Doctors later removed a bullet fragment from Sondhi's skull and say he is now recovering.

Buranaj Smutharaks is a spokesman for the Democrat Party, the political party of Thailand's Prime Minister Abhisit Vejjajiva. He told journalists Sondhi was the latest casualty of violent unrest to hit Bangkok, which he blamed on a minority of anti-government protesters.

"Although the majority of people who took part in the demonstrations are believed to be genuine in their grievances and intended to exercise their rights according to the law, the spates of outright violence around the city … were all premeditated," Buranaj said.

No suspects, motive

Thai police have not announced any suspects or motive in the shooting.

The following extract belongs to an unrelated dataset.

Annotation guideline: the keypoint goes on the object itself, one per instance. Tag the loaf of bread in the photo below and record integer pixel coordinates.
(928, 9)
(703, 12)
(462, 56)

The media tycoon led the "yellow shirt" protest movement against former Prime Minister Thaksin, leading to his removal from power and the rise of current Prime Minister Abhisit.

Red-shirt protesters supporting Mr. Thaksin have in recent weeks held protests against Mr. Abhisit that turned violent. They say his government is illegitimate and want Mr. Thaksin to return from exile to contest new elections.

State of emergency in effect

Protesters forced the Thai government to cancel a meeting of Asian and Pacific leaders. Clashes in Bangkok left two people dead and more than 130 wounded before protesters dispersed Tuesday under military pressure.

The city is still under a state of emergency that makes it illegal for any public gatherings larger than five people and allows the government to censor the media and deploy soldiers.

The Thai government says it will lift the declared emergency once it is certain that peace has returned to Bangkok.